There is value too in – shudder – the ‘project’. It may not be tangible but time has a worth. One can get more money, but not more time. Relegation sets that back 12 months minimum. Hang your £25 million on that if you fancy.

And finally, and perhaps most importantly, is this; the cash simply doesn’t matter.

In any corporate due diligence exercise, one of the first things the buyer’s lawyers will do is identify problem areas. Before lifting stones though, they will ask a key question; is the number material to the transaction?

A number with seven – sometimes even eight – zeros on the end, should always be material. But the fact is, it isn’t. If the deal is worth billions, a buyer will often be willing to live with a risk in the tens of millions.

And the same logic, as hard as it is to get one’s head around, applies here. For our current ownership, Wood’s transfer fee just isn’t a material number.

The value of their asset portfolio most likely easily fluctuates by well in excess of this amount daily. It’s a risk to their financial health akin to a paper cut on a human life.

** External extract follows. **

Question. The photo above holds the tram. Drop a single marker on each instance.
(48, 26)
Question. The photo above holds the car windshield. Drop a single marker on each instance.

The days where it is ‘X’ or ‘Y’ are long gone; Newcastle United can now have both and, while you’re there, why not throw in ‘Z’.  That might read as arrogant. Take is as you like. It’s the reality though.

The only real question is does Wood get into the matchday 18? Yes. Every single time, and twice on a Saturday. The same would apply to Todd Cantwell, whose also be linked in recent days.

See, £25million doesn’t look so bad now, does it?